L'homme au col roulé vert est de retour à la rédaction du Journal de Spirou. [© Delaf/Dupuis]

L'éditeur Dupuis redonne vie à l'anti-héros culte Gaston Lagaffe avec la sortie ce mercredi d'un 22e album. Un retour longtemps juridiquement incertain, qui mise sur la ressemblance plus que sur l'originalité.

Un quart de siècle qu'il n'avait pas trimbalé sa carcasse voutée et son éternel pull à col roulé vert.

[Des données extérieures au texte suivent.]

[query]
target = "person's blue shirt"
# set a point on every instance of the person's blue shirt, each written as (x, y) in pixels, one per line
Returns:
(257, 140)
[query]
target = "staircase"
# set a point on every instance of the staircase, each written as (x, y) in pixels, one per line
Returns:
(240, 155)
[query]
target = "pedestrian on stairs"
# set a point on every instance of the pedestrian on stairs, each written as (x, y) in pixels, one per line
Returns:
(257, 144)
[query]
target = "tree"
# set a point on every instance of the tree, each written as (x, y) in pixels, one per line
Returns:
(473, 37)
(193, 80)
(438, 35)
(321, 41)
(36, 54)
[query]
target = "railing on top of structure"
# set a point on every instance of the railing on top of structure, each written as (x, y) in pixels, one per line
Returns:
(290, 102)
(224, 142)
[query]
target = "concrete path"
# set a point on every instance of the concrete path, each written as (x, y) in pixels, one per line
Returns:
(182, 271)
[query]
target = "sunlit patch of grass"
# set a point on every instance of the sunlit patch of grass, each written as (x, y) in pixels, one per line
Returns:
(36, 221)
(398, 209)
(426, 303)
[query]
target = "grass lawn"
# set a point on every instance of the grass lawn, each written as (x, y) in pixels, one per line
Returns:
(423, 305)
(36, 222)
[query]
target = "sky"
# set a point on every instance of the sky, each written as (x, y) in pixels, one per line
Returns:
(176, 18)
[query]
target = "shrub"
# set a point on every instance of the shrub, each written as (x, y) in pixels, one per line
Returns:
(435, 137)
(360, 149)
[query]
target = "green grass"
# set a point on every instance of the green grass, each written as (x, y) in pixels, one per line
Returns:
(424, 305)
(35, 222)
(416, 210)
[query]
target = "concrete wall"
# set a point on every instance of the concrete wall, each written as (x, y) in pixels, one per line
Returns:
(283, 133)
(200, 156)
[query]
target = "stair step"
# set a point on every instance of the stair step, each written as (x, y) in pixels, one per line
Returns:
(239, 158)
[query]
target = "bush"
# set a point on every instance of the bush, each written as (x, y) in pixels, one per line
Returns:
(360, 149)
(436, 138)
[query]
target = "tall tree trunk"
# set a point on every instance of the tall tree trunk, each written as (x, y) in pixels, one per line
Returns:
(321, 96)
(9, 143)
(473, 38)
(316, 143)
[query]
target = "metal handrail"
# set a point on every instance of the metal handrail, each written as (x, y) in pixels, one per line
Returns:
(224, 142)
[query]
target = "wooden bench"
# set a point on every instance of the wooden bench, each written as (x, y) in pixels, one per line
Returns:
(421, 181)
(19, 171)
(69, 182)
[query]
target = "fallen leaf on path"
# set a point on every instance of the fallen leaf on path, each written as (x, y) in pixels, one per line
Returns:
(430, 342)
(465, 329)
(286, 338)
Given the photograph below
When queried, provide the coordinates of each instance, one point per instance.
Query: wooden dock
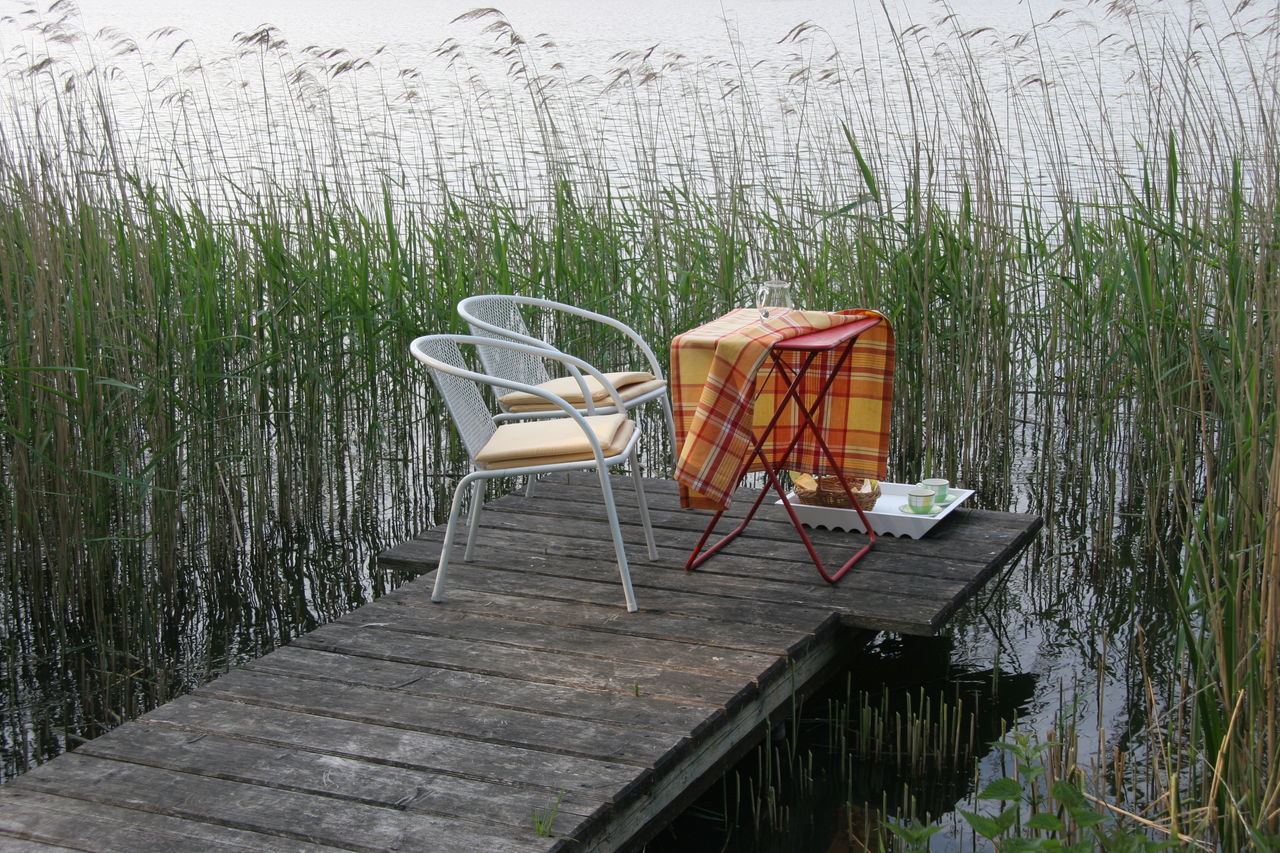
(407, 725)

Une longue absence, qui n'est pas dûe - on s'en doute avec Gaston Lagaffe - à un burn-out, mais au décès de son célèbre inventeur, le génial dessinateur belge Franquin, en 1997.

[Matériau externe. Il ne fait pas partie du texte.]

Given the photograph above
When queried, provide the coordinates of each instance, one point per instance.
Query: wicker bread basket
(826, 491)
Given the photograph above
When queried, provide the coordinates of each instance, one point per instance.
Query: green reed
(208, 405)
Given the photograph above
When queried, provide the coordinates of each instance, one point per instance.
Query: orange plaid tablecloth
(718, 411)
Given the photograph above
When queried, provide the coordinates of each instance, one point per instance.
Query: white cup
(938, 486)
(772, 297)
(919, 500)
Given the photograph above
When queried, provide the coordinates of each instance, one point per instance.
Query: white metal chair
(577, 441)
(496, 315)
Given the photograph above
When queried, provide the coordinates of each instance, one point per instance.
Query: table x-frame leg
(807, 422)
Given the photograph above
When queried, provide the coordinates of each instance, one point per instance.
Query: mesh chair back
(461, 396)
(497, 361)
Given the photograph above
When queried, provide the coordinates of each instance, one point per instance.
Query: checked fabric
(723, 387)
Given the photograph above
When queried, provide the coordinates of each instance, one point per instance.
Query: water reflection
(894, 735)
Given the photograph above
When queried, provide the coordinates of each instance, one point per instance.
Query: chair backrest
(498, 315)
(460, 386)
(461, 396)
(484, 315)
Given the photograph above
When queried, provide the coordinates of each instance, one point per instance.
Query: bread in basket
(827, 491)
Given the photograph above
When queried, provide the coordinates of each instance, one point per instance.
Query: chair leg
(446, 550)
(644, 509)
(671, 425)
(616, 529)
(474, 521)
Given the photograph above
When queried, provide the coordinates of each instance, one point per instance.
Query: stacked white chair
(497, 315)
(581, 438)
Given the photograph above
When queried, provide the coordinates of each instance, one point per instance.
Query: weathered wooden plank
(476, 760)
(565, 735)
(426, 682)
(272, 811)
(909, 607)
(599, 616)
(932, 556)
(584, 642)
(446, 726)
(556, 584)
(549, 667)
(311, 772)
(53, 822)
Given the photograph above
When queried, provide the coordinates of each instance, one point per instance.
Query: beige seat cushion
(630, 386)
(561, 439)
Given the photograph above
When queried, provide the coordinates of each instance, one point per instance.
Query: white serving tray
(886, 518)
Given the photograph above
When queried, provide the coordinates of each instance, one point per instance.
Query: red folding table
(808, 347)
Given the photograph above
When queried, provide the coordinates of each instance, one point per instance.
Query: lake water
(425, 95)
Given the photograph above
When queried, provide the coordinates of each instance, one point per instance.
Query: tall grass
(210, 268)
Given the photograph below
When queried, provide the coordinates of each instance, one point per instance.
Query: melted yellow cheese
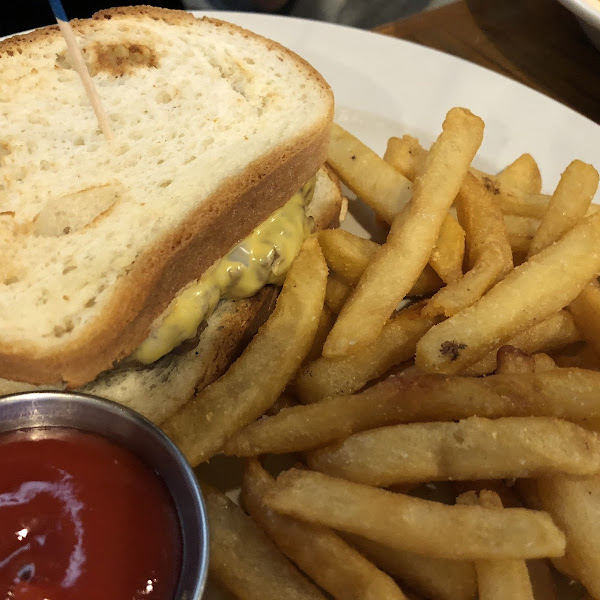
(264, 257)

Ce nouvel album n'a d'ailleurs pu naître qu'après un combat judiciaire opposant la famille de l'auteur, qui ne voulait pas que le héros lui survive, et l'éditeur Dupuis. Finalement, le conflit été résolu et ce nouvel album a pu débarquer en librairie. Confié au Québécois Delaf, il suscitait davantage de craintes que d'espoirs chez les fans.

Et pourtant, dès les premières pages, la magie opère et il devient difficile de déceler les différences entre le Gaston de Franquin et celui de son successeur des années 2020.

Gaston, le même au...pixel près ?

Même attitude «molle» du héros, qui contraste avec la vigueur du trait pour dépeindre les différents «pétages de plomb» de ses collègues, mêmes onomatopées caractéristiques - comme le fameux «M'enfin», sa signature - des inventions farfelues à foison, et un sens du rythme et du mouvement presque aussi juste. Côté personnages, on ne change pas une grande famille qui gagne : toute la galerie de «victimes» des facéties de Gaston est elle aussi de retour, telle qu'on la connaît depuis 1957, et la première apparition de l'anti-héros immature. Le comptable Boulier, Monsieur de Mesmaeker et ses fameux contrats, l'amoureuse transie, Mademoiselle Jeanne, à la chevelure toujours aussi flamboyante, sans oublier la mouette rieuse et le chat...

En résulte une sorte de best-of des plus belles années de Gaston, plus qu'un album censé annoncer une nouvelle étape pour le héros tête en l'air.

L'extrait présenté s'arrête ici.